Ele assobiava despreocupado enquanto caminhava até que barulhos de passos fizeram ele parar. — já faz uns bons minutos que você está me seguindo... O que você quer? — ele disse numa voz e sem tirar o sorriso do rosto, ele se virou para trás para ver uma figura encapuzada com um manto preto.
O rosto, a idade e nem o gênero da figura poderia ser identificado por causa do manto e da escuridão da noite.
A estrada não era muito iluminada, só havia postes com uma luz fraca com trinta metros de distância um do outro.
Kurona riu um pouco. — que foi?o gato comeu sua língua? — a figura não respondeu a provocação, apenas se virou e começou a ir embora.
De repente, kurona sacou uma faca e numa velocidade assustadora, quase acertou o pescoço da figura que conseguiu defender no último segundo, mas parecia assustada com a velocidade do rapaz.
Os dois ficaram uma boa distância um do outro, kurona apontou a faca na direção da figura com seu sorriso se intensificando. — É melhor me responder... Se não... Essa faca ficará bem suja — a figura pareceu se sentir ameaçada ao dar um passo para trás.

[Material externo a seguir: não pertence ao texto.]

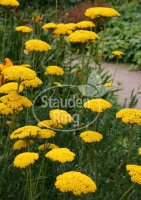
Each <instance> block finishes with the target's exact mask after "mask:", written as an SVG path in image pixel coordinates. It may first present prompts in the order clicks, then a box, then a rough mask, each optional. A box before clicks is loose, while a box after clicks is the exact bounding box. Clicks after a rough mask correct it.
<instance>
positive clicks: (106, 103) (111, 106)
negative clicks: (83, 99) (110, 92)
mask: <svg viewBox="0 0 141 200" xmlns="http://www.w3.org/2000/svg"><path fill="white" fill-rule="evenodd" d="M111 107H112V104H111V103H109V102H108V101H106V100H104V99H92V100H89V101H87V102H85V103H84V108H87V109H90V110H92V111H93V112H103V111H104V110H107V109H109V108H111Z"/></svg>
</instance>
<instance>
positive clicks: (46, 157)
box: [45, 148, 75, 163]
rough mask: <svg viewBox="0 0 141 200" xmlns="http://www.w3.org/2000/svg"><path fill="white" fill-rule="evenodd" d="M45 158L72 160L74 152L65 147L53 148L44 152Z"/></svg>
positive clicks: (63, 159)
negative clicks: (60, 147)
mask: <svg viewBox="0 0 141 200" xmlns="http://www.w3.org/2000/svg"><path fill="white" fill-rule="evenodd" d="M45 157H46V158H49V159H50V160H53V161H58V162H61V163H65V162H72V161H73V160H74V158H75V154H74V153H73V152H71V151H70V150H69V149H67V148H54V149H52V150H51V151H49V152H48V153H46V154H45Z"/></svg>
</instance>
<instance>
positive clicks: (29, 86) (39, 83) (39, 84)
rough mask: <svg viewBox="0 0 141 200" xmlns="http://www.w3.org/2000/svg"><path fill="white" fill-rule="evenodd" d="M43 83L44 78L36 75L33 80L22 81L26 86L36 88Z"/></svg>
mask: <svg viewBox="0 0 141 200" xmlns="http://www.w3.org/2000/svg"><path fill="white" fill-rule="evenodd" d="M42 84H43V82H42V80H41V79H39V78H38V77H35V78H34V79H31V80H25V81H23V82H22V85H24V86H25V87H32V88H36V87H38V86H40V85H42Z"/></svg>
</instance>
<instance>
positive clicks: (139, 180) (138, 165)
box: [126, 165, 141, 185]
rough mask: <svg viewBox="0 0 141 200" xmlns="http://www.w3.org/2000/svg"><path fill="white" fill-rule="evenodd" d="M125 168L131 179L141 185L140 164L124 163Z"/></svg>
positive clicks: (140, 166)
mask: <svg viewBox="0 0 141 200" xmlns="http://www.w3.org/2000/svg"><path fill="white" fill-rule="evenodd" d="M126 170H127V171H129V175H130V176H131V181H132V182H133V183H138V184H140V185H141V166H139V165H126Z"/></svg>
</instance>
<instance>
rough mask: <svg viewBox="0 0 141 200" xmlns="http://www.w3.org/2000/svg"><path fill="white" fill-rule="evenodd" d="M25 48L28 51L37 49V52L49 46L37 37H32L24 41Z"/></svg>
mask: <svg viewBox="0 0 141 200" xmlns="http://www.w3.org/2000/svg"><path fill="white" fill-rule="evenodd" d="M25 48H26V50H28V51H39V52H43V51H49V50H51V46H50V45H49V44H48V43H46V42H44V41H42V40H38V39H32V40H28V41H26V42H25Z"/></svg>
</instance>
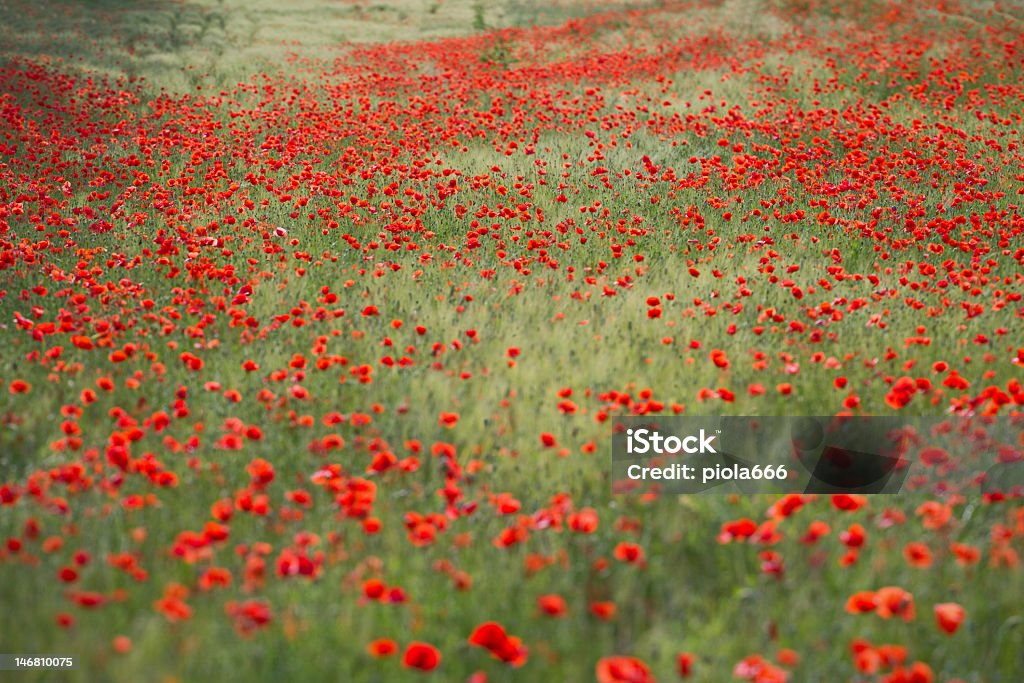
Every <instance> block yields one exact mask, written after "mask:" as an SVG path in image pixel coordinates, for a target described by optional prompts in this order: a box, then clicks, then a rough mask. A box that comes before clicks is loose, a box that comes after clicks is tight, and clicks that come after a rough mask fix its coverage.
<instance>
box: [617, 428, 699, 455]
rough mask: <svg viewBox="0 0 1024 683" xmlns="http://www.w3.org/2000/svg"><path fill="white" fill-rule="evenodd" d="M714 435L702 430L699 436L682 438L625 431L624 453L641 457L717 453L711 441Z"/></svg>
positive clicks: (684, 437)
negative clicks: (648, 455)
mask: <svg viewBox="0 0 1024 683" xmlns="http://www.w3.org/2000/svg"><path fill="white" fill-rule="evenodd" d="M714 440H715V434H710V435H709V434H707V433H706V432H705V430H703V429H701V430H700V433H699V434H690V435H689V436H684V437H682V438H680V437H678V436H675V435H669V436H662V434H660V433H658V432H656V431H651V430H649V429H627V430H626V453H629V454H638V455H643V454H645V453H656V454H674V453H718V451H716V450H715V446H713V445H712V441H714Z"/></svg>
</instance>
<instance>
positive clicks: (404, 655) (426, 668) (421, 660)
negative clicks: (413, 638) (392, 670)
mask: <svg viewBox="0 0 1024 683" xmlns="http://www.w3.org/2000/svg"><path fill="white" fill-rule="evenodd" d="M440 663H441V653H440V650H438V649H437V648H436V647H434V646H433V645H431V644H429V643H421V642H417V641H414V642H412V643H410V644H409V646H408V647H407V648H406V653H404V654H403V655H402V657H401V664H402V666H403V667H407V668H408V669H419V670H420V671H433V670H434V669H436V668H437V667H438V666H439V665H440Z"/></svg>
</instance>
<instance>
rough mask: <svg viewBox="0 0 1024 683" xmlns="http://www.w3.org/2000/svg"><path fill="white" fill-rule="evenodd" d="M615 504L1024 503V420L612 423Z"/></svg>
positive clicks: (756, 418)
mask: <svg viewBox="0 0 1024 683" xmlns="http://www.w3.org/2000/svg"><path fill="white" fill-rule="evenodd" d="M611 467H612V493H614V494H705V493H712V494H719V493H723V494H735V493H742V494H791V493H806V494H838V493H846V494H899V493H902V492H927V493H929V494H931V495H951V494H963V495H976V496H989V497H993V498H995V497H1024V417H1009V416H997V417H962V416H945V417H890V416H886V417H866V416H831V417H814V416H811V417H808V416H800V417H798V416H780V417H731V416H730V417H724V416H718V417H696V416H686V417H683V416H639V417H624V418H616V419H615V420H614V422H613V430H612V438H611Z"/></svg>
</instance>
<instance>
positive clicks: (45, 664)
mask: <svg viewBox="0 0 1024 683" xmlns="http://www.w3.org/2000/svg"><path fill="white" fill-rule="evenodd" d="M75 667H76V660H75V657H74V656H71V655H56V654H0V671H47V670H54V669H74V668H75Z"/></svg>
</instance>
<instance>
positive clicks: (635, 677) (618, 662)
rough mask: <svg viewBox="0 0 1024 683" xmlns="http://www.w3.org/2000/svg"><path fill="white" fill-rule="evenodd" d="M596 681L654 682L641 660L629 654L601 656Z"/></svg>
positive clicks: (610, 681)
mask: <svg viewBox="0 0 1024 683" xmlns="http://www.w3.org/2000/svg"><path fill="white" fill-rule="evenodd" d="M596 675H597V683H654V677H653V676H652V675H651V673H650V670H649V669H648V668H647V665H645V664H644V663H643V661H641V660H640V659H638V658H636V657H631V656H622V655H616V656H609V657H603V658H602V659H600V660H599V661H598V663H597V669H596Z"/></svg>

A figura, rapidamente, fez um círculo e conjurou alguma magia. — maldito... — kurona se moveu o mais rápido que pode, porém a magia que figura fez a teleportou para algum lugar, kurona acertou apenas a fumaça que sobrou da magia.
Ele ficou um tempo olhando para o chão, seu sorriso diminuindo um pouco antes dele dizer. — covarde... — e voltar a andar na direção de sua casa sem que o seu sorriso se abalasse.